Commit to healing as a couple, if that’s what you want. If you decide you want to stay together, both of you need to commit to the healing process. Try to abandon feelings of blame and anger. Move forward together as a couple.

  • Moving on together is reassuring for the partner who was betrayed. It is also encouraging for the partner who was unfaithful. You want to work on creating a new foundation for the relationship.
  • Accept that it will take time for you to re-build trust and intimacy. Lay down some ground rules in regards to things like communication. For example, maybe it would be best not to address the affair directly right now. You could say something like, “I think we should work on having as normal a relationship possible. I don’t want to mention the affair going forward unless it’s absolutely necessary.”

Reach out to others for help. It’s important to seek emotional support after a partner has cheated. If you need to vent your feelings, reach out to friends and family members.

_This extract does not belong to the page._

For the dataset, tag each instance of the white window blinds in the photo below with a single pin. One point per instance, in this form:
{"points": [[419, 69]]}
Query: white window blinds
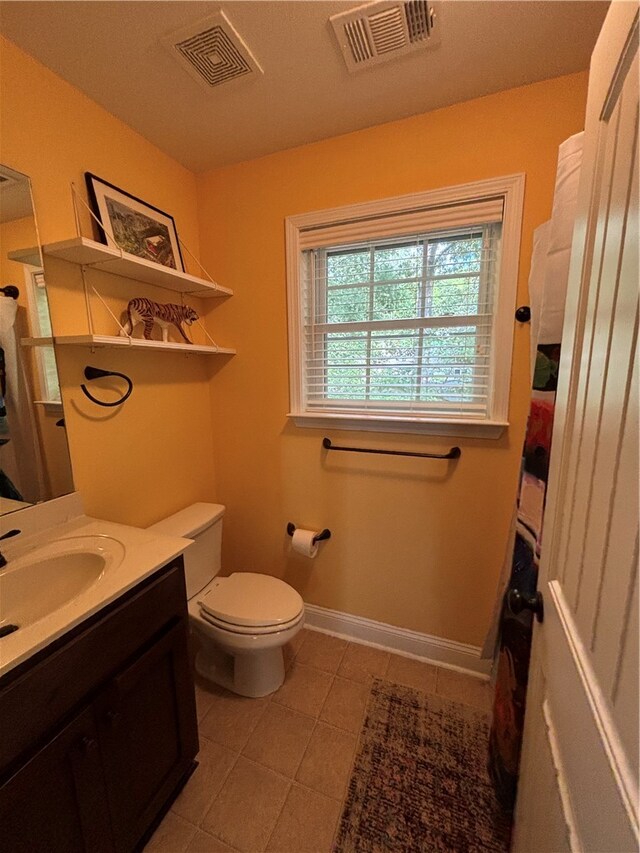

  • Remember not to be vindictive. You don’t want to spread negativity about your partner. Focus on yourself and your feelings rather than complaining about your partner. Talk about our own feelings. Say something like, “I feel so hurt by what he or she did” instead of, “He or she really hurt me because he’s or she’s a jerk.”
  • Whether you decide to remain in the relationship or not, the support of others here is important. You deserve care, love, and support after having been betrayed.
  • Remember it’s really ok to cry and you should not be ashamed to do so. if you need to do it in your room or bathroom…let it all out and move on to either working it out or moving on to being apart.